Romanauszug ‚Rohrkrepierer’ S. 245
Gottes Mühlen mahlen langsam, aber jeder kommt mal
ran.
Wenn es dann endlich soweit ist, stellt sich
garantiert die Frage, ob die Liebe eine Rolle
spielt. Und wenn ja, ob sie sich wie Sternenstaub
auf dein Innerstes legt oder wie eine Granate in
dein Dasein bohrt und alles auseinander reißt.
Dann musst du das Puzzle, das dein Leben ist, neu
zusammensetzen, weil du endlich weißt, wo die
Sehnsucht hingehört, die immer so unhandlich am
Rande rumgelegen hat.
Ich kann es kaum glauben und suche um fünf Uhr
morgens auf dem ersten Dampfer von Altenwerder
zurück nach Hamburg in einem Spiegel nach Beweisen.
Ich kucke genau hin, ob sich auf meiner Stirn, an
meinen Lippen, meiner Augenfarbe irgendwas, eine
klitzekleine Veränderung ausmachen lässt.
Da gibt es doch diese Geschichte, dass jemand vor
Kummer über Nacht graue Haare bekommen hat.
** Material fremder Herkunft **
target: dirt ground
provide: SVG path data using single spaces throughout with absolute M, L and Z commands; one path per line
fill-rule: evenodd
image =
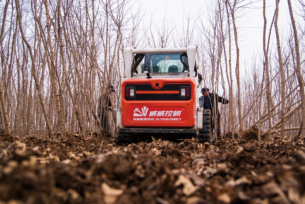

Weshalb
sollte sich nicht auch bei einer so elementaren
Erfahrung wie das erste Mal ein wissender
Gesichtsausdruck oder ein ansteckendes Dauerlächeln
in die Augenwinkel einschleichen?
Ich falle in die alte Gewohnheit zurück, ein Gesicht
wie Errol Flynn zu machen oder die einseitig krause
Stirn und das breite Grinsen von Clark Gable. Ja,
ich bin jetzt ein Mann, ein Held, der Held der
ersten Nummer. Ich befinde mich auf der
Bordtoilette. Der Maschinentelegraf klingelt, sie
gehen mit der Drehzahl runter.
Natürlich hätte ich schon in Altona aussteigen
können, aber dort herrschte ein viel zu großes
Gedränge. Neben auffallend wachen und lauten
Menschen bevölkerten Hühner, Enten, ja, sogar
Schweine das Schiff. Alle Formen von Karren,
Bollerwagen und Fahrradanhängern mit Pflanzen,
Früchten, Gemüsen und Wurstwaren wurden rumpelnd
und fluchend über die Gangway an Land gezerrt.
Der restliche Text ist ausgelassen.